Littman Cohen said it was one of the most powerful things she’s ever been a part of. “These men went through hell, and they needed to be seen — not as symbols, but as people who did something unbearable,” Littman Cohen said. “I wanted the camera to honor that.”

Peretz is working on bringing those ZAKA volunteers to Los Angeles for a collaborative healing project called “The 8 Retreat.” “It’s not for me. It’s for them,” Peretz said. “They don’t have the opportunity to speak. They didn’t speak for a year. And now, we’re going to give them that opportunity. Not just to speak but to create.” Peretz has also been approached about expanding The 8 Project beyond Los Angeles. He has received requests from major different universities and Hillels and different organizations that want to have it as a pop-up. He’s considering taking it on tour. 
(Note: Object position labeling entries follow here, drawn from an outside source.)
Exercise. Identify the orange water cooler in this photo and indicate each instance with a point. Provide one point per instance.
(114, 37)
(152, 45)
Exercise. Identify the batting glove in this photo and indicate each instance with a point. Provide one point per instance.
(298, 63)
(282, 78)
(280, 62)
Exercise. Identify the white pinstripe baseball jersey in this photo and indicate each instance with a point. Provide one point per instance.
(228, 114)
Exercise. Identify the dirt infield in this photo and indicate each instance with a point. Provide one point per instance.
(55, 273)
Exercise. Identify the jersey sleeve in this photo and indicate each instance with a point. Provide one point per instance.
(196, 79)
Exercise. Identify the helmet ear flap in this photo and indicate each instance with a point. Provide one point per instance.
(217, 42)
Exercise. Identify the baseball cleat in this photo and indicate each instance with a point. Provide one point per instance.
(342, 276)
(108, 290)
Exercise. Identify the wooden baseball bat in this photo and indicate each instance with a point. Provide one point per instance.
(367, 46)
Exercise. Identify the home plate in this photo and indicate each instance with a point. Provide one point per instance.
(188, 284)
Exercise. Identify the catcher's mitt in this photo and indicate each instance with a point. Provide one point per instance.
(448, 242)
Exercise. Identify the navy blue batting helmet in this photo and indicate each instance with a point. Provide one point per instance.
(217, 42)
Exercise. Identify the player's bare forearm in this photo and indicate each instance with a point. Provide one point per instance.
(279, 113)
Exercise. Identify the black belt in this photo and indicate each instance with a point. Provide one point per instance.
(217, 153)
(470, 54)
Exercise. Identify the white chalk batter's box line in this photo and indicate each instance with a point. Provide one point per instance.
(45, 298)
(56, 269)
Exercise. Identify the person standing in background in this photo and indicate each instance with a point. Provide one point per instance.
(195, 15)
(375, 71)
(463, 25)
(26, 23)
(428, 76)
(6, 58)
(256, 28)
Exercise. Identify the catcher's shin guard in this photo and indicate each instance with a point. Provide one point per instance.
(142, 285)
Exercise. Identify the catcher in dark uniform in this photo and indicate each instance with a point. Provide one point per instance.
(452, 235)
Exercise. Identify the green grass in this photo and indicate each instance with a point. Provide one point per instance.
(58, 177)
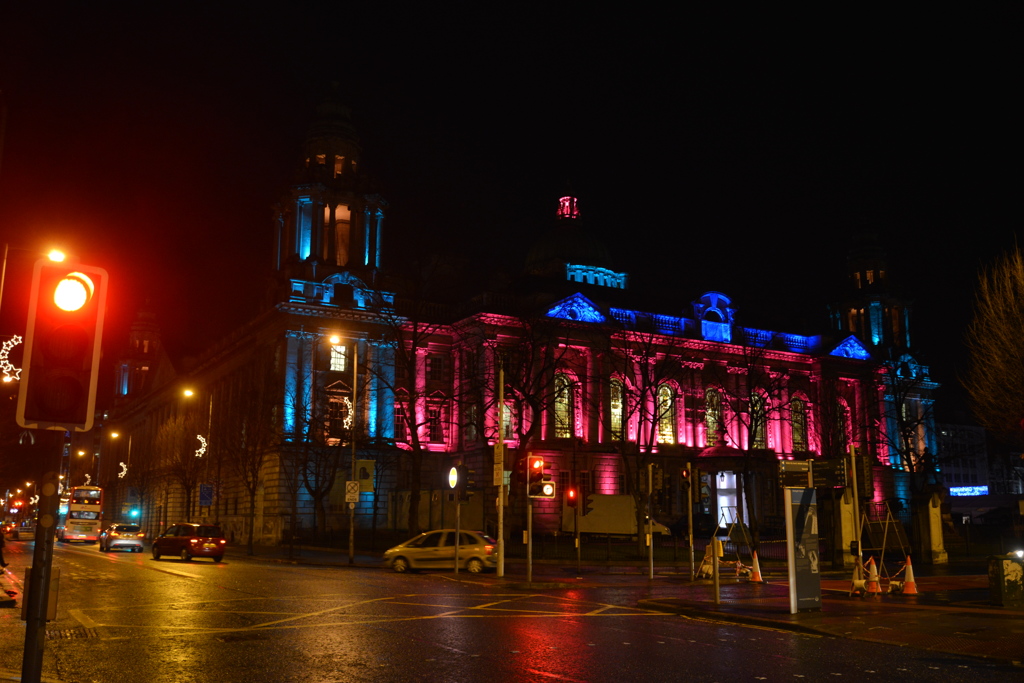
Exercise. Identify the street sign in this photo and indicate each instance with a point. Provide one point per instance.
(351, 492)
(794, 472)
(818, 473)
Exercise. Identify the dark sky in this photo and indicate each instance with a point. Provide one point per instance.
(730, 152)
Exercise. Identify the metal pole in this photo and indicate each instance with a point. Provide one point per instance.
(576, 512)
(37, 600)
(355, 414)
(856, 501)
(689, 516)
(649, 524)
(529, 540)
(500, 467)
(714, 564)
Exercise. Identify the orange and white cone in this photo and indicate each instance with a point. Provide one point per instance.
(756, 577)
(857, 585)
(909, 585)
(871, 585)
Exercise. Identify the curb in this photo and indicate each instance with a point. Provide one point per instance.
(701, 611)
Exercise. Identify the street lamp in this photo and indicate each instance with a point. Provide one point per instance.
(9, 372)
(54, 255)
(205, 445)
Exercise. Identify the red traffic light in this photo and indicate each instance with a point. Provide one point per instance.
(61, 346)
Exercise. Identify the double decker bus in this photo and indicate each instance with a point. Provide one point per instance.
(80, 514)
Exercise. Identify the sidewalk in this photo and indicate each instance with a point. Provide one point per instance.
(951, 613)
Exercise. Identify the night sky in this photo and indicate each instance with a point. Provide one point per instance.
(729, 152)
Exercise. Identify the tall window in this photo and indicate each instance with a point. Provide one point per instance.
(666, 415)
(469, 430)
(616, 392)
(339, 357)
(798, 421)
(339, 419)
(759, 422)
(713, 415)
(842, 426)
(435, 427)
(563, 407)
(400, 423)
(436, 368)
(508, 422)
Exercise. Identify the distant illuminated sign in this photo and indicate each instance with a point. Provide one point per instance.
(969, 491)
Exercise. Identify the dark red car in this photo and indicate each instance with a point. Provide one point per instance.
(188, 540)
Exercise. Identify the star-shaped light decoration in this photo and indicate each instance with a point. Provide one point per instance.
(10, 373)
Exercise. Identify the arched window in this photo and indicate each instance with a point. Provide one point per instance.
(616, 395)
(841, 437)
(759, 422)
(713, 415)
(564, 408)
(798, 423)
(508, 421)
(666, 415)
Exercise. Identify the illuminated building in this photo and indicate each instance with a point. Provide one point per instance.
(597, 382)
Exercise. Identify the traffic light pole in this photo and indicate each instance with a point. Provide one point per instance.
(650, 522)
(529, 541)
(37, 599)
(458, 528)
(689, 515)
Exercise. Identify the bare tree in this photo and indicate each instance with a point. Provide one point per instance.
(995, 339)
(323, 428)
(250, 408)
(647, 376)
(406, 369)
(179, 451)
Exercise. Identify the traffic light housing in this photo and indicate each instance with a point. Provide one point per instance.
(539, 484)
(67, 304)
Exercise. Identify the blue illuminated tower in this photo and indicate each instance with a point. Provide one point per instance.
(870, 308)
(332, 219)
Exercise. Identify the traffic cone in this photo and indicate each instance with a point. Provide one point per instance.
(756, 577)
(857, 585)
(909, 585)
(871, 585)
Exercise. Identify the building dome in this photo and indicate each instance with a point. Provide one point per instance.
(567, 243)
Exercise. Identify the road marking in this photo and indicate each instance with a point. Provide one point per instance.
(82, 619)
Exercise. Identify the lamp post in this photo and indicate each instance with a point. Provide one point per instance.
(54, 255)
(123, 469)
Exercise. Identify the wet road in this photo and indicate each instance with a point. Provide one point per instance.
(127, 617)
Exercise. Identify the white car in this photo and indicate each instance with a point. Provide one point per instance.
(121, 537)
(435, 550)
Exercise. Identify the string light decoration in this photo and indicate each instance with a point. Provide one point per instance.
(10, 373)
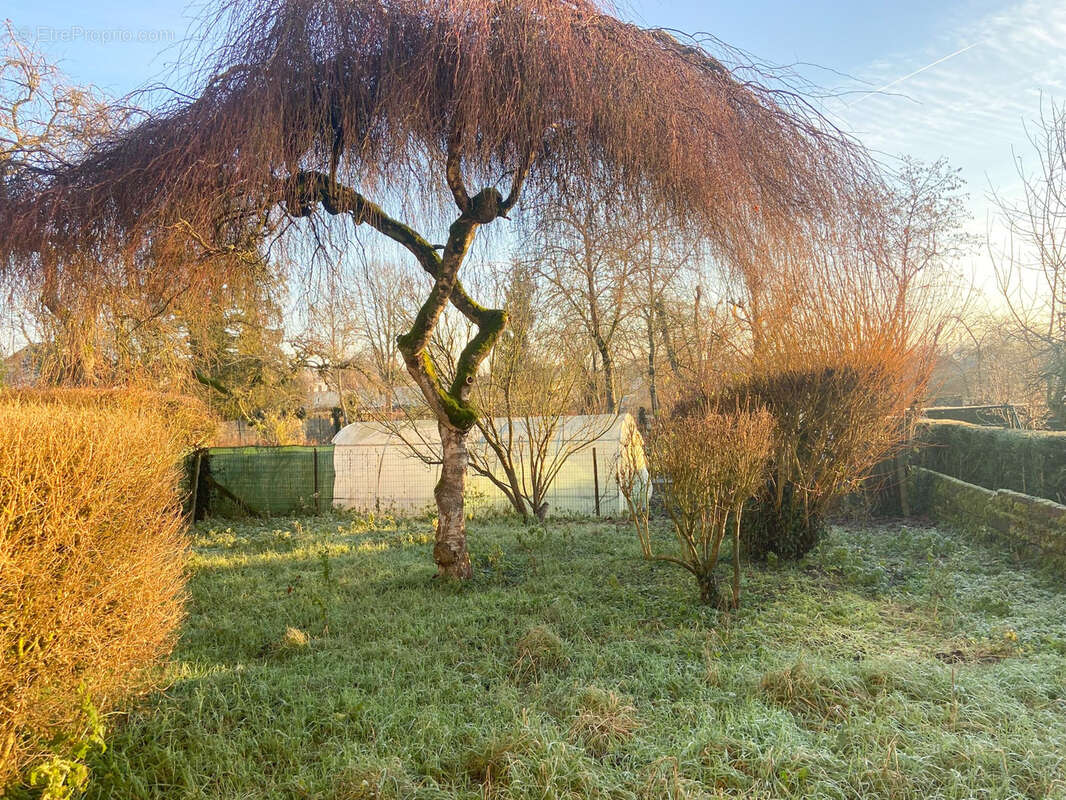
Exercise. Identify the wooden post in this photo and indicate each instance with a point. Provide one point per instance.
(596, 480)
(315, 458)
(192, 512)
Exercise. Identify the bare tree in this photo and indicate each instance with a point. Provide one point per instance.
(528, 399)
(580, 253)
(1031, 265)
(310, 109)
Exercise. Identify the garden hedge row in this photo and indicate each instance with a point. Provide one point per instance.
(1029, 462)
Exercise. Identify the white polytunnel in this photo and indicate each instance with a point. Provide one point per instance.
(388, 466)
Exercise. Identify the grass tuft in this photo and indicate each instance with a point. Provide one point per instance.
(603, 721)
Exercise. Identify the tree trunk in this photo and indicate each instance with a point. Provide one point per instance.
(450, 552)
(608, 364)
(652, 394)
(709, 593)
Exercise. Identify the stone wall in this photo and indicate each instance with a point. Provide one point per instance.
(1030, 526)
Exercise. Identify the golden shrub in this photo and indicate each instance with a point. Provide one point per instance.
(92, 555)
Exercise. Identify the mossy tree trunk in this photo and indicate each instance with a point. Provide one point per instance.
(450, 404)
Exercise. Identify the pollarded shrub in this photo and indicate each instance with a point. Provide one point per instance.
(833, 422)
(92, 556)
(710, 464)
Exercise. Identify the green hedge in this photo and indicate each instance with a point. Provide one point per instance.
(263, 481)
(1030, 526)
(1030, 462)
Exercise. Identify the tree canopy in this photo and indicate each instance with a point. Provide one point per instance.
(415, 98)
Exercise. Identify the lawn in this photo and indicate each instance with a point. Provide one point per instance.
(322, 659)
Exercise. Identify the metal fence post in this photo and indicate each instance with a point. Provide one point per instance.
(315, 458)
(596, 480)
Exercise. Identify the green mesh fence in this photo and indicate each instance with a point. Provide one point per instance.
(263, 481)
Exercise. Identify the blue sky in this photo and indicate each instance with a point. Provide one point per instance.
(1002, 56)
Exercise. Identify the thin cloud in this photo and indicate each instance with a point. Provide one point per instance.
(898, 81)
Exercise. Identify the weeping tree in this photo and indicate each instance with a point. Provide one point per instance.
(425, 122)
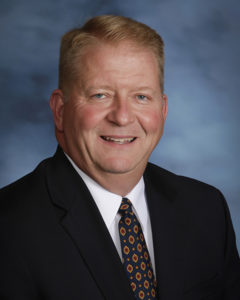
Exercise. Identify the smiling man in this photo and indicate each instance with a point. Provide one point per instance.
(97, 221)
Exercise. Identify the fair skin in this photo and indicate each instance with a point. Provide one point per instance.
(113, 116)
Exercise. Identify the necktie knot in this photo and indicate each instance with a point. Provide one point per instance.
(125, 207)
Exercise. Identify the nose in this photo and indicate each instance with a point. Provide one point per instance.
(121, 112)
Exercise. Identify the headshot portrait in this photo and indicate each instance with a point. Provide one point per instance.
(119, 161)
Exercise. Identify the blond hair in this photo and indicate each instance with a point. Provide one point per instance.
(109, 29)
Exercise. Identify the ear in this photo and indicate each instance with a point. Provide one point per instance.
(57, 106)
(165, 106)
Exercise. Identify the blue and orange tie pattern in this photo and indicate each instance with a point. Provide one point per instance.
(136, 259)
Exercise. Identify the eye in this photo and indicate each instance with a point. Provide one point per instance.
(141, 97)
(99, 96)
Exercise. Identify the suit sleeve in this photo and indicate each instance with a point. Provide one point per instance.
(15, 280)
(232, 262)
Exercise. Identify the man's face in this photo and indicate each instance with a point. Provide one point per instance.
(114, 114)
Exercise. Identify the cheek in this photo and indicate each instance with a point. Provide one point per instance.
(88, 117)
(152, 121)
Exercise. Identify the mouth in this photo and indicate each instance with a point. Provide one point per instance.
(118, 140)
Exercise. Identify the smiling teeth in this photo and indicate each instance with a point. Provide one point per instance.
(118, 140)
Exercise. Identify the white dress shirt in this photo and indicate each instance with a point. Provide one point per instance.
(108, 204)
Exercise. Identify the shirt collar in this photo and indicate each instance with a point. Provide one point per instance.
(108, 203)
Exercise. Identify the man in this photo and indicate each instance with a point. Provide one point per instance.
(97, 221)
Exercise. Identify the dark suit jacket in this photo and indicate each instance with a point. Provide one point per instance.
(54, 244)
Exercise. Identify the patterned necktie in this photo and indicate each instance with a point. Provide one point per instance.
(136, 259)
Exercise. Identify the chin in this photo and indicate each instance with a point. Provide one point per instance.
(120, 166)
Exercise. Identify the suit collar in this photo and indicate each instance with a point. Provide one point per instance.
(81, 219)
(167, 222)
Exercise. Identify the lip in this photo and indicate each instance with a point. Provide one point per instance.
(118, 140)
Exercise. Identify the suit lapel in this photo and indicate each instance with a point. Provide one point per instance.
(83, 222)
(167, 224)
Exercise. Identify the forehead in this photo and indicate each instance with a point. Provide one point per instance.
(124, 58)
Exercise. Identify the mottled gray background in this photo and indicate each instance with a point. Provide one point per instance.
(202, 40)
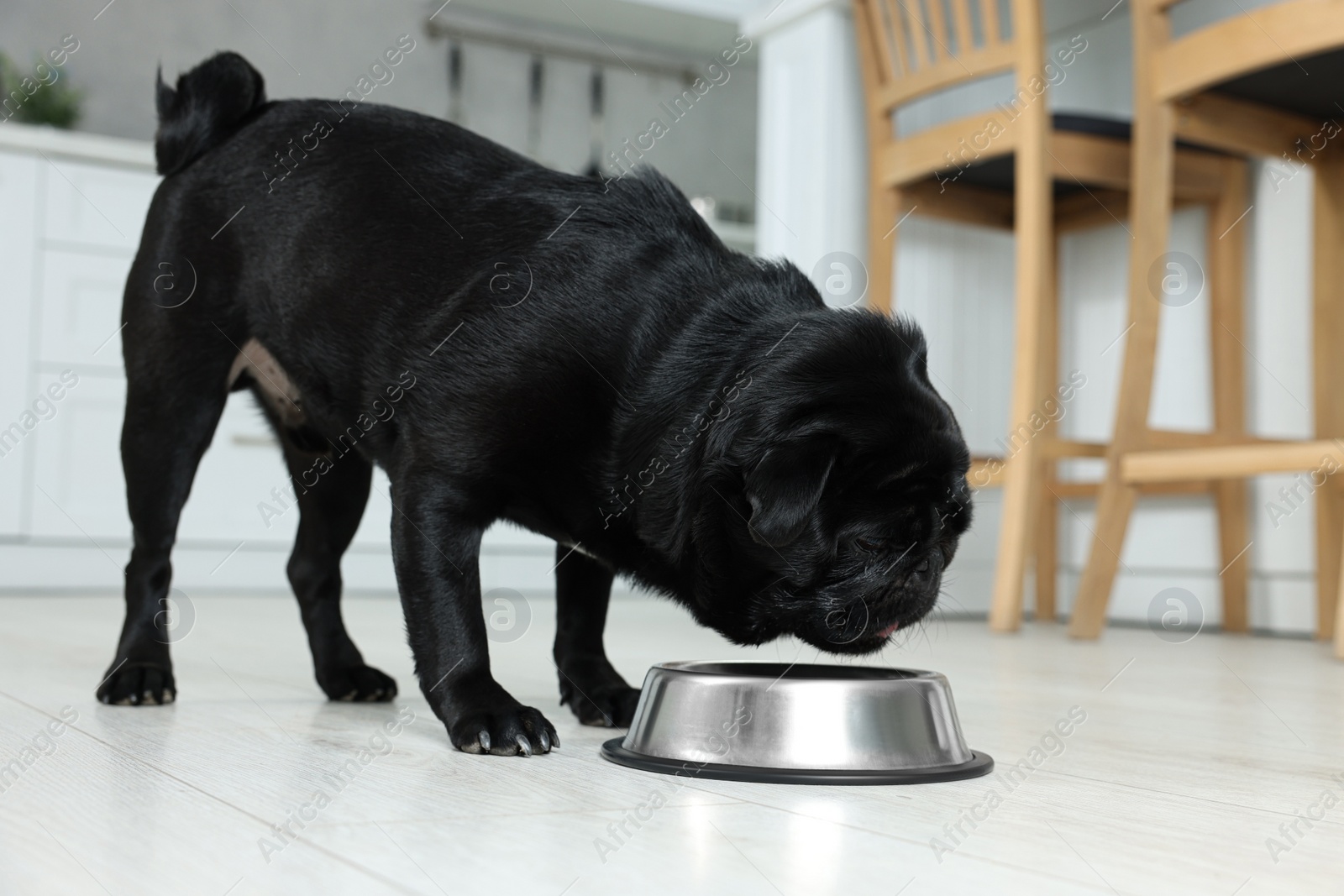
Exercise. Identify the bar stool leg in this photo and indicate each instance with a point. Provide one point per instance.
(1034, 233)
(1149, 223)
(1227, 331)
(1045, 546)
(1328, 374)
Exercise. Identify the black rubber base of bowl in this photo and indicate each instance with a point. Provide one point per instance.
(979, 765)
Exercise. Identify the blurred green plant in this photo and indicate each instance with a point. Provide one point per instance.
(50, 102)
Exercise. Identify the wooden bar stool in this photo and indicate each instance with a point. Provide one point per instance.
(1018, 168)
(1240, 85)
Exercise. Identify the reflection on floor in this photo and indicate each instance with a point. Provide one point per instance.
(1200, 768)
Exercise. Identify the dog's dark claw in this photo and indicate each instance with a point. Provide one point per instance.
(138, 685)
(521, 731)
(356, 684)
(609, 705)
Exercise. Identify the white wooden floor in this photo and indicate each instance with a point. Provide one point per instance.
(1189, 759)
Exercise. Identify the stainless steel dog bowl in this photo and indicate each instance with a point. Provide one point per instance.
(808, 725)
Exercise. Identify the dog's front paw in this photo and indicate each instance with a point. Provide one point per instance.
(504, 732)
(138, 684)
(605, 705)
(358, 684)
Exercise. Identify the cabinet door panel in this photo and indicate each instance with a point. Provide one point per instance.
(81, 309)
(97, 204)
(78, 488)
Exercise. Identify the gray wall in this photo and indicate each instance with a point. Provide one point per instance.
(306, 49)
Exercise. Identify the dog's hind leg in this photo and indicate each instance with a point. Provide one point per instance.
(174, 401)
(333, 493)
(595, 689)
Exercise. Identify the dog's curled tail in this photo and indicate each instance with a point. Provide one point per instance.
(207, 105)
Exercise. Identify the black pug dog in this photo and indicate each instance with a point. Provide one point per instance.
(580, 356)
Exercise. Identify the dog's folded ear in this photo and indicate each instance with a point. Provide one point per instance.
(785, 486)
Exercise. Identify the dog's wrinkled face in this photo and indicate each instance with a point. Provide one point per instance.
(853, 493)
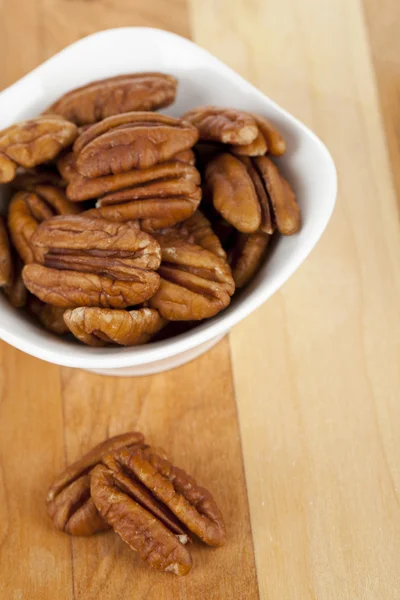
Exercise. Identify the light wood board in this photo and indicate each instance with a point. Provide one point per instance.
(294, 422)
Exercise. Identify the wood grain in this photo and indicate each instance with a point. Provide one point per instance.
(316, 369)
(49, 416)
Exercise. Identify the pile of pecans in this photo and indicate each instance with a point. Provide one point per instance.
(127, 225)
(128, 486)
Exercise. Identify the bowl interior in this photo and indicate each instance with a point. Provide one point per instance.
(203, 79)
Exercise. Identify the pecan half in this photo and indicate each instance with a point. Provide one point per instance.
(29, 208)
(252, 195)
(5, 256)
(197, 229)
(146, 535)
(283, 201)
(92, 262)
(193, 505)
(69, 504)
(233, 192)
(130, 141)
(224, 125)
(33, 142)
(101, 326)
(123, 93)
(247, 256)
(195, 283)
(51, 317)
(248, 133)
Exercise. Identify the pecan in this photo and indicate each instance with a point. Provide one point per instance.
(247, 256)
(224, 125)
(92, 262)
(252, 195)
(29, 208)
(197, 229)
(233, 192)
(195, 283)
(123, 93)
(146, 535)
(5, 256)
(130, 141)
(151, 504)
(33, 142)
(51, 317)
(101, 326)
(248, 133)
(68, 500)
(16, 291)
(158, 196)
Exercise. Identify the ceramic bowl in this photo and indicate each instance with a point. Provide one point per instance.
(203, 79)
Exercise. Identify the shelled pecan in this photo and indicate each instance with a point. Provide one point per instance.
(246, 191)
(137, 490)
(131, 141)
(69, 504)
(195, 283)
(248, 133)
(28, 209)
(102, 326)
(33, 142)
(92, 262)
(123, 93)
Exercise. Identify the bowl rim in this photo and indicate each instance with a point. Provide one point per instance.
(111, 357)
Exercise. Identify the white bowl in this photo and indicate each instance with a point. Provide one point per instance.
(203, 79)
But even as his platform grows, Peretz says the core motivation hasn’t changed. “This is for the people who can’t tell the story. For the people who are not here anymore. I don’t care about the likes. I don’t care about the press. I care that someone feels like they were seen.” It still seems like Peretz is everywhere. Peretz continues showing up at nearly every communal event, while managing his studio, his family life, and his role as an artist.  

Even as his platform grows, Peretz says the core motivation hasn’t changed. “This is for the people who can’t tell the story. For the people who are not here anymore.”

Right before deadline, The Journal received a random call from Gabriella Karin, a 94-year-old Holocaust survivor and artist who wanted to talk about how she is the only Los Angeles Holocaust survivor going to the March of the Living in Poland in April 2025. Karin wanted to talk about the upcoming journey — her 11th — and her 32 years of sculpting art for her own healing. Without any provocation, she added that after she returns from March of the Living, she and Peretz have plans to collaborate and help others confront history. 

Gabriella Karin said “when I walked through [Peretz’s MOT exhibit], I saw that this is the way to speak about trauma,” Karin told the Journal. “Not lectures. Not numbers. Not just books. Art. That’s what people remember.”

Karin said that Peretz is on the right path because “he is not doing this for attention, he is doing it to tell the truth. And people feel that. You can’t fake that. For me, at my age, I am still making art because I want the next generation to feel. I see that in Tomer’s work. He is doing what needs to be done.”